When you specify single names for vector-valued signals, the software automatically performs vector expansion of the signal names. For example, examine the names of the inputs to C.

C.InputName
ans = 

    'e(1)'
    'e(2)'

Create a 2-input, 2-output summing junction.

Sum = sumblk('e = r-y',2);

sumblk also performs vector expansion of the signal names.

Interconnect the models to obtain the closed-loop system.

T = connect(G,C,Sum,'r','y');

The block diagram elements G, C, and Sum are all 2-input, 2-output models. Therefore, connect performs the same vector expansion. connect selects all entries of the two-input signals 'r' and 'y' as inputs and outputs to T, respectively. For example, examine the input names of T.

T.InputName
ans = 

    'r(1)'
    'r(2)'

Feedback Loop With Analysis Point Inserted by connect

Create a model of the following block diagram from r to y. Insert an analysis point at an internal location, u.

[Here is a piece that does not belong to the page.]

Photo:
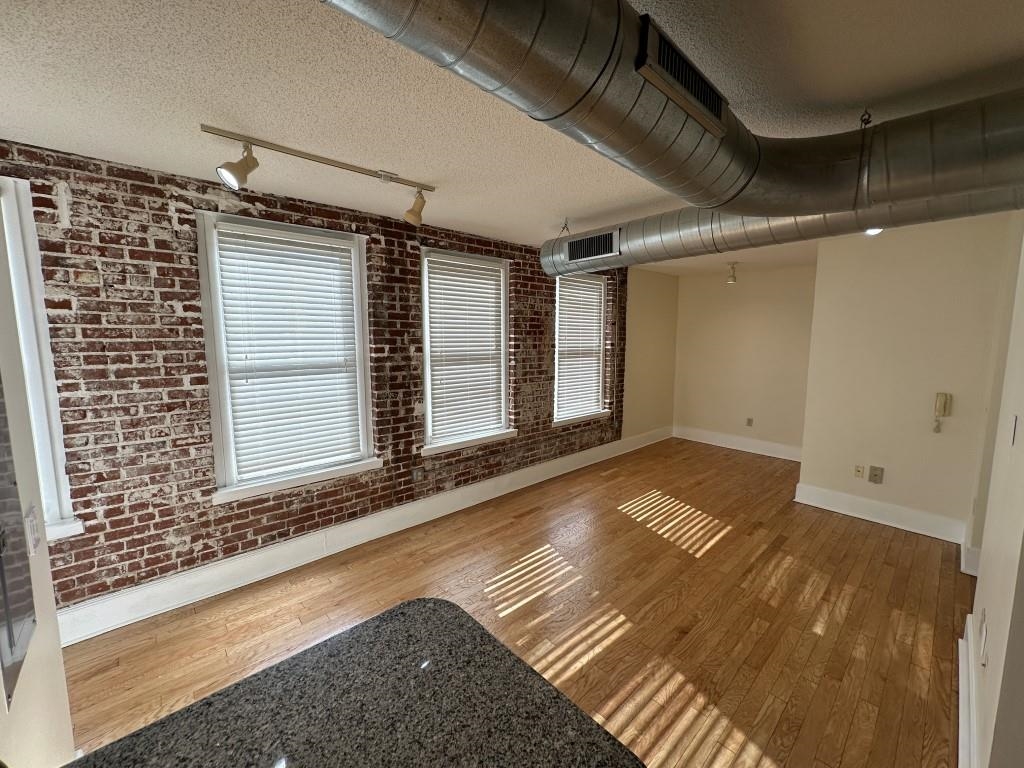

Create C and G, and name the inputs and outputs.

C = pid(2,1); 
C.InputName = 'e';  
C.OutputName = 'u';
G = zpk([],[-1,-1],1);
G.InputName = 'u';  
G.OutputName = 'y';

Create the summing junction.

Sum = sumblk('e = r - y');

Combine C, G, and the summing junction to create the aggregate model, with an analysis point at u.

T = connect(G,C,Sum,'r','y','u')
T =

  Generalized continuous-time state-space model with 1 outputs, 1 inputs, 3 states, and the following blocks:
    AnalysisPoints_: Analysis point, 1 channels, 1 occurrences.

Type "ss(T)" to see the current value, "get(T)" to see all properties, and "T.Blocks" to interact with the blocks.

The resulting T is a genss model. The connect command creates the AnalysisPoint block, AnalysisPoints_, and inserts it into T. To see the name of the analysis point channel in AnalysisPoints_, use getPoints.

getPoints(T)
ans = 1x1 cell array
    {'u'}

The analysis point channel is named 'u'. You can use this analysis point to extract system responses. For example, the following commands extract the open-loop transfer at u and the closed-loop response at y to a disturbance injected at u.

L = getLoopTransfer(T,'u',-1);
Tuy = getIOTransfer(T,'u','y');

T is equivalent to the following block diagram, where AP_u designates the AnalysisPoint block AnalysisPoints_ with channel name u.

Index-Based Interconnection

Create an aggregate model of the following block diagram from r to y using index-based interconnection.

Create C, G, and the unconnected aggregate model blksys.

C = pid(2,1); 
G = zpk([],[-1,-1],1);
blksys = append(C,G);

The inputs u(1),u(2) of blksys correspond to the inputs of C and G, respectively. The outputs w(1),w(2) of blksys correspond to the outputs of C and G, respectively.

Create the matrix connections, which specifies which outputs of blksys connect to which inputs of blksys.

connections = [2 1; 1 -2];

The first row indicates that w(1) connects to u(2); in other words, that the output of C connects to the input of G. The second row indicates that -w(2) connects to u(1); in other words, that the negative of the output of G connects to the input of C.

Create the connected aggregate model from r to y.

T = connect(blksys,connections,1,2)

The last two arguments specify the external inputs and outputs in terms of the indices of blksys. The argument 1 specifies that the external input connects to u(1). The last argument, 2, specifies that the external output connects from w(2).